JuliaEcosystem / PackageAnalyzer.jl

https://juliaecosystem.github.io/PackageAnalyzer.jl/dev/
MIT License
59 stars 5 forks source link

Counting the number of CompatHelper installations #56

Open DilumAluthge opened 3 years ago

DilumAluthge commented 3 years ago

I'm interested in answering the following questions for the packages in the General registry.

For the purpose of this analysis, let us define package X has CompatHelper installed as on the default branch of the Git repo for package X, there is a file named .github/workflows/CompatHelper.yml. (I'm open to a better definition.)

  1. How many packages in the General registry have CompatHelper installed?
  2. How many unique individual user accounts (i.e. not organization accounts) have CompatHelper installed on one or more of their packages?
  3. How many unique organization accounts (i.e. not individual user accounts) have CompatHelper installed on one or more of their packages?

Would it be possible for me to use PackageAnalyzer.jl to help me answer these questions?

giordano commented 3 years ago

We ignore it: https://github.com/JuliaEcosystem/PackageAnalyzer.jl/blob/a7c2b1d80fce25326fb4d679195cfb9edaec4f68/src/PackageAnalyzer.jl#L507-L508 :stuck_out_tongue:

ericphanson commented 3 years ago

It would be pretty easy to modify PackageAnalyzer to answer (1). All the "analysis" takes places in https://github.com/JuliaEcosystem/PackageAnalyzer.jl/blob/a7c2b1d80fce25326fb4d679195cfb9edaec4f68/src/PackageAnalyzer.jl#L480-L541. At that point of the pipeline, we've cloned the package to a local directory and are populating a Package struct with information gained by inspecting the repo. So we could add a compat_helper field to the struct and check if the workflow exists in that function, either by direct name or actually looping through workflow file contents and looking for the string "CompatHelper" or such. (I'd be in favor of such an addition since I think it's useful to know!)

For (2) and (3), I think that might be doable by combining the results of (1) with queries to the github api to check if an account is an org or not.

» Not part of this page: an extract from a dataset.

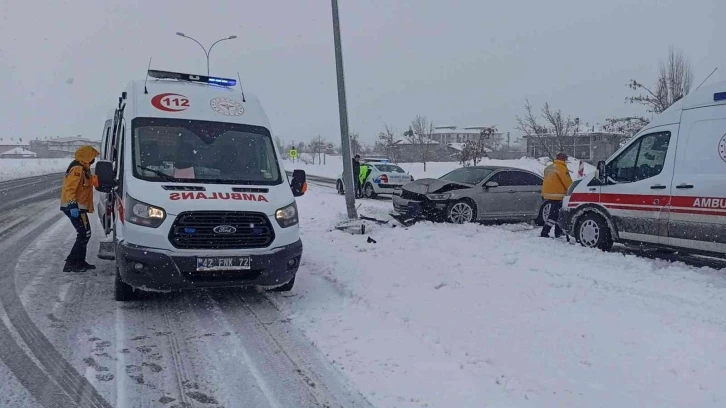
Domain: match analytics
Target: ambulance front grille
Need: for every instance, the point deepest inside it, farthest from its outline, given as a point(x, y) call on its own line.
point(195, 230)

I think that step might be outside the purview of PackageAnalyzer itself though.

giordano commented 3 years ago

I think that in the future we may want to collect all filenames in .github/workflows, and exclude compathelper.yml, tagbot.yml only as part of data munging analysis, much like what we do now for the contributors (we were initially filtering out the bots, including @staticfloat), but honestly I'd like to avoid changing the data structure before JuliaCon.